Just as in talking with a real person, phrasing is important if you want to communicate effectively with an intelligent device like Alexa. Lenz says you have to think a little bit before you speak. His description of the process would be familiar to many couples:
"You have to understand how to talk to her," he says. "There are certain ways you have to say things to get the results you're looking for."
"For instance, like in the example I just used, you have to tell her to 'ask Pentair' to do something. But once you know how talk to her in the right way, it works really well.
"For instance, you quickly discover if you say, 'turn the pool pump on,' instead of "turn on the pool pump" you get better results. (She wants the object first.)
The Slow Embrace
Most labor-saving technologies such as this one follow a familiar trajectory. They usually find limited initial acceptance among early adopters (typically young adults and tech geeks), followed in due time by the general embrace of the mainstream public.

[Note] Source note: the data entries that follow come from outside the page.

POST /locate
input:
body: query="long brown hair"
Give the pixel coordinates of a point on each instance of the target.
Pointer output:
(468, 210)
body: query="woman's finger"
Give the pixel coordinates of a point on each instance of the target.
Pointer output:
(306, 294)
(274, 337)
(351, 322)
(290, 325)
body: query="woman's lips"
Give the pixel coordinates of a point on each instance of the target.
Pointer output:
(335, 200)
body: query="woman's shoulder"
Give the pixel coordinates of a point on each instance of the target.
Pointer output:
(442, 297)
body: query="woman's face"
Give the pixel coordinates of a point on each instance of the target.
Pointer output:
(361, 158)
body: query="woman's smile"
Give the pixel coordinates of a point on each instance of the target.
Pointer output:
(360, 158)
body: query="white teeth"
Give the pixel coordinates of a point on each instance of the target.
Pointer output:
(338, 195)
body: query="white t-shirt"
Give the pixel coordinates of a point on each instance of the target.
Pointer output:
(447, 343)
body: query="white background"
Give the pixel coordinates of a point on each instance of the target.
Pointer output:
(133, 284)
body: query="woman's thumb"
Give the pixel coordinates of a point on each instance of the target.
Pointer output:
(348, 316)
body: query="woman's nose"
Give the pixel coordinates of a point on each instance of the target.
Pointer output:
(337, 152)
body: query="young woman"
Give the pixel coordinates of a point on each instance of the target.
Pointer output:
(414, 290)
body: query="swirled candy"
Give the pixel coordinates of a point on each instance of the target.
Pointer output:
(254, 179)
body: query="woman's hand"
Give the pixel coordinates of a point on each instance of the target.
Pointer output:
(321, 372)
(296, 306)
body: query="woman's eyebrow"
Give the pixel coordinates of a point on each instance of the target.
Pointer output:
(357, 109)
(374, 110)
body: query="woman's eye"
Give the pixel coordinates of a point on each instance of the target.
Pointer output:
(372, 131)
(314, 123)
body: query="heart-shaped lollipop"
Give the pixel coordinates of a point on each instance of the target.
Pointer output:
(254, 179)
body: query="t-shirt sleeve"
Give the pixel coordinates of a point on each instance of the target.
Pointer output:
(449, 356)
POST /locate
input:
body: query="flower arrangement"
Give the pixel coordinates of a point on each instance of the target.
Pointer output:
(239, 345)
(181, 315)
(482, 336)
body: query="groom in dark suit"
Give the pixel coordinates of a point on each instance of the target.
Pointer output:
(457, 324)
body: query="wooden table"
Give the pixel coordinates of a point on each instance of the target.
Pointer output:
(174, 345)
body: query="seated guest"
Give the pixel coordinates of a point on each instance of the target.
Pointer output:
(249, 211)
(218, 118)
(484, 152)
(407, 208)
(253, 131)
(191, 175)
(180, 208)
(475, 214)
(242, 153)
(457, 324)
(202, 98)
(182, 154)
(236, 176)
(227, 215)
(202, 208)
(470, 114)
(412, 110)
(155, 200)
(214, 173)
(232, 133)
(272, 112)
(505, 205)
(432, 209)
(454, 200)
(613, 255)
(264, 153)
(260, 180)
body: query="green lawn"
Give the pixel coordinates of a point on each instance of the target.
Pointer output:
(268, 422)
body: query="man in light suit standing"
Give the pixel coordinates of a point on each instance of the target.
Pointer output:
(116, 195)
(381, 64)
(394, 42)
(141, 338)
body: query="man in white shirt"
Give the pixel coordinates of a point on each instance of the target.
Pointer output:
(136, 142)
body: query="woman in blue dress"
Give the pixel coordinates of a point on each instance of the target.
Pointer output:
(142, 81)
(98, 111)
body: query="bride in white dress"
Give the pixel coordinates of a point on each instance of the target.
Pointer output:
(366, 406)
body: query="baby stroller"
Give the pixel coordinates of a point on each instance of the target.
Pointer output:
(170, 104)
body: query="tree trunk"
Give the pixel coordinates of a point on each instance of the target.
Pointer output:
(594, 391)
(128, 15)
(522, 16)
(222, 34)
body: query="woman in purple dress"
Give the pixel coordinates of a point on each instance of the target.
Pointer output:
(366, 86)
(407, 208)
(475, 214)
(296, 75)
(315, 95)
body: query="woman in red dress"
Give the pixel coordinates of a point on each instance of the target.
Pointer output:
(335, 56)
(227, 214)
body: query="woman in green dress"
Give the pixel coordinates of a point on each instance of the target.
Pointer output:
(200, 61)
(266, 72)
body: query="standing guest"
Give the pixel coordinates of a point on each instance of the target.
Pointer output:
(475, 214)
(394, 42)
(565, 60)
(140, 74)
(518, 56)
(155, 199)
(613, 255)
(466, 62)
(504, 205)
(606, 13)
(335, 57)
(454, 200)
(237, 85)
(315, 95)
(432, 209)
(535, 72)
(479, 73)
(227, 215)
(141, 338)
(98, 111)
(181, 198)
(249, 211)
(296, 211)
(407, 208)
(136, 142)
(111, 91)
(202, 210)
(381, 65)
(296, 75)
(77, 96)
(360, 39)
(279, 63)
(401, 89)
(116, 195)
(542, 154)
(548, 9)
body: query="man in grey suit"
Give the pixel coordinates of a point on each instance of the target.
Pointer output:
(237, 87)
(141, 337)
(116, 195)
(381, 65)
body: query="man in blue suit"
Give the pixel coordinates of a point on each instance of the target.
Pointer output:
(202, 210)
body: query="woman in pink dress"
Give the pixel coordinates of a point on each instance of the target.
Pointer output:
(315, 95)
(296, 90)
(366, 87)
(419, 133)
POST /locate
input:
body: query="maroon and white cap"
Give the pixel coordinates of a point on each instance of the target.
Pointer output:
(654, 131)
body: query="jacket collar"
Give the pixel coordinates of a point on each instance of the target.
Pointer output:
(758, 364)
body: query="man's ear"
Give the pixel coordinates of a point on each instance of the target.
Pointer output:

Lenz sees a similar dynamic playing out with voice command systems. "Right now, most of our customer base is in the 35-55 age range, and even 35-year-olds are a little beyond the primary group. They may enjoy the novelty of it, but they don't really look for functionality in that technology.
"On the other hand, my service manager is in her mid-twenties, and she is all over Google Home. She does her shopping lists and other things on it, and I think that generation expects to use this kind of technology extensively."